FL-1|L-2 = (chance choose to wait at t=L-1)(expected value if wait) + (chance choose to take a risk at t=L-1)(expected value if take the risk)
= [(1-p)/2]prL|L-2 + [(1+p)/2]p[(expected value of rL-1|L-1 given that you took the risk) + prL|L-2].

Here we can substitute rL|L-2=1/2. The expected value of rL-1|L-1 given that you took the risk, is the expected value of rL-1|L-1 given that rL-1|L-1 > (1-p)/2. Since rL-1|L-1 is uniform, this expected value is [1+(1-p)/2]/2 = (3-p)/4. Substituting in:

FL-1|L-2 = [(1-p)/2]p(1/2) + [(1+p)/2]p[(3-p)/4 + p(1/2)]
= (p-p2)/4 + (3p+4p2+p3)/8
= (5p+2p2+p3)/8.

Continuing on:

FL-2|L-2 = max[FL-1|L-2, p(rL-2|L-2 + FL-1|L-2)] = max[(5p+2p2+p3)/8, p(rL-2|L-2 + (5p+2p2+p3)/8)].

We take the risk iff

p(rL-2|L-2 + (5p+2p2+p3)/8) > (5p+2p2+p3)/8, or
rL-2|L-2 > (5+2p+p2)/8 - (5p+2p2+p3)/8, or
rL-2|L-2 > (5-3p-p2-p3)/8.

Then

FL-2|L-3 = (chance choose to wait at t=L-2)(expected value if wait) + (chance choose to take a risk at t=L-2)(expected value if take the risk)
= [(5-3p-p2-p3)/8][(5p+2p2+p3)/8] + [1-(5-3p-p2-p3)/8]p[(1+(5-3p-p2-p3)/8)/2 + (5p+2p2+p3)/8]
= 89p/128 + 25p2/64 + 31p3/128 + 3p4/32 + 7p5/128 + p6/64 + p7/128.

## Summary so far

 Variable Formula Value if p=1 Value if p=0.95 FL|L-1 p/2 1/2 0.475 FL-1|L-2 (5p+2p2+p3)/8 1 0.856 FL-2|L-3 89p/128 + 25p2/64 + 31p3/128 + 3p4/32 + 7p5/128 + p6/64 + p7/128 3/2 1.225

We can see how, for p<1, the increase in expected reward is not completely linear as age increases. This is because as the organism gets older, it needs to become more cautious about taking risks -- only doing so when there's a bigger potential reward that can justify the occasion.

## Graphs

Our analytical formulas quickly became intractable, but the problem is actually easy to represent computationally. In an Excel workbook, I created a column of random [0,1] rewards and then backwards from the end of the organism's life applied equation (1) at each timestep.

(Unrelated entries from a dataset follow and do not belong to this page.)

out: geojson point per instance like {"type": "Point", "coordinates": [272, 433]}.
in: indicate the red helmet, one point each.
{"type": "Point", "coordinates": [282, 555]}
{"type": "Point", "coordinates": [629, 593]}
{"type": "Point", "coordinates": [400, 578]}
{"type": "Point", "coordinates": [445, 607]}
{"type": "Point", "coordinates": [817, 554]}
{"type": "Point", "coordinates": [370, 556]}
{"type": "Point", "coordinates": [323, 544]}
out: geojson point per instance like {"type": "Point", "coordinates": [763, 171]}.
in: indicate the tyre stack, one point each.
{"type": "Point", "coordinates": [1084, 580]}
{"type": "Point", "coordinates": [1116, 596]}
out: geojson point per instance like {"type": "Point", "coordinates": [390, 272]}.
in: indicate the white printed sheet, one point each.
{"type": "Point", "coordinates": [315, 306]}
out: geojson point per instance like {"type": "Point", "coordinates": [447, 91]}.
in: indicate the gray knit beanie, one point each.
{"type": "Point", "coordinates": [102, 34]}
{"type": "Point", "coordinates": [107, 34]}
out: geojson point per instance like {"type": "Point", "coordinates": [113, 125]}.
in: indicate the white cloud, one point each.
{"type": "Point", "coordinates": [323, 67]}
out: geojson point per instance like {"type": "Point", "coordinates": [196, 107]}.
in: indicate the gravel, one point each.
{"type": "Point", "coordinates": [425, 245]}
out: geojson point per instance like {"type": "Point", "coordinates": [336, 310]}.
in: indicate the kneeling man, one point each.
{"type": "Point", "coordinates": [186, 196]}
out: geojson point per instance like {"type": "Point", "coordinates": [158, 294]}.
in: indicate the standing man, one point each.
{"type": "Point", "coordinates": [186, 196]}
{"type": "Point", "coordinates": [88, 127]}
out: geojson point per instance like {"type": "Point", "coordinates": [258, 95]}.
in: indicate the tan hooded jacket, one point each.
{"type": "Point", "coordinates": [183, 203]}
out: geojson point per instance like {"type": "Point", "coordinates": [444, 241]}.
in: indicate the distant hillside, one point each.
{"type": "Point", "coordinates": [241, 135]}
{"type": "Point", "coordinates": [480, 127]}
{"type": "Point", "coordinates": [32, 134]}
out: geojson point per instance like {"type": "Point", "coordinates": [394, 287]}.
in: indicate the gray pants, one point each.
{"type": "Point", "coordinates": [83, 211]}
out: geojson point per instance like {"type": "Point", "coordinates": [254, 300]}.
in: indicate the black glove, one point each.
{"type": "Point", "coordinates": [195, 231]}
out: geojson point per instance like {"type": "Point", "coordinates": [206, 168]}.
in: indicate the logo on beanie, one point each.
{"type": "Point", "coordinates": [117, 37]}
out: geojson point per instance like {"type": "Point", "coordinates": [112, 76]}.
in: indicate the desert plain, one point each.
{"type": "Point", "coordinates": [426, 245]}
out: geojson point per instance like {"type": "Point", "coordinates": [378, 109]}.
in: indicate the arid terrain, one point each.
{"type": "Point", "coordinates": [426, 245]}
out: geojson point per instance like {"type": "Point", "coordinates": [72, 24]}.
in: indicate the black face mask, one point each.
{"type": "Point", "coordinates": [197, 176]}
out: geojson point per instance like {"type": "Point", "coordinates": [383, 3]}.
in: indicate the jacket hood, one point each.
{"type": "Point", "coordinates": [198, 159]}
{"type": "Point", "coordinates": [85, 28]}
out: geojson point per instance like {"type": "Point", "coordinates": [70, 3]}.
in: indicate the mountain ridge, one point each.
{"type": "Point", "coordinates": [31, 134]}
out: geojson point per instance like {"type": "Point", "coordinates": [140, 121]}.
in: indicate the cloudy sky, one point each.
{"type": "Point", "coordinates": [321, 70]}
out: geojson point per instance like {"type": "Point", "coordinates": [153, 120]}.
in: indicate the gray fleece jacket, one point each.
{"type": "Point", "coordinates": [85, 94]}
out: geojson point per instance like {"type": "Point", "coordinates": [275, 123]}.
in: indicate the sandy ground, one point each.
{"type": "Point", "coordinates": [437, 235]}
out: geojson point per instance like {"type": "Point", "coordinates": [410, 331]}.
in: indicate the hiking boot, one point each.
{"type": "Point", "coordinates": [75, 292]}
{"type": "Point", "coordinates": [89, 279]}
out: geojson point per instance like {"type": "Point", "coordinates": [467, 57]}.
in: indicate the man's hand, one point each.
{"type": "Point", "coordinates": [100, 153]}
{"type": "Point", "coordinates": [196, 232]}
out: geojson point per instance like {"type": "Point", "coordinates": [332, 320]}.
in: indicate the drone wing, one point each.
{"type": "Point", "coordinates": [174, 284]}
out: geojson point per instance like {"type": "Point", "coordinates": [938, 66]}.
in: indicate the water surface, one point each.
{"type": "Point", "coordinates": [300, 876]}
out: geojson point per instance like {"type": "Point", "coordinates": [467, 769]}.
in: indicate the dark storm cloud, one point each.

The following graphs show runs each with a single column of random numbers.

The flat regions are where the organism chooses not to take a risk because the reward at that point is too low.

These figures show only actual rewards for a particular run rather than expected rewards over all possible runs. The following graph shows an average of the future rewards over 10 different random columns.

The graph is smoother because it shows expected values, but it's also noticeably concave because risk aversion grows as the organism has more potential future time ahead of it. In fact, we can establish an upper bound for how high the curve can get: p/(1-p). This is because if you had an indefinite potential lifespan L, the best you could do would be to wait until a reward of 1 came and then take the risk at that point. The expected value for the number of rewards you'd win before dying follows a geometric distribution and has mean p/(1-p).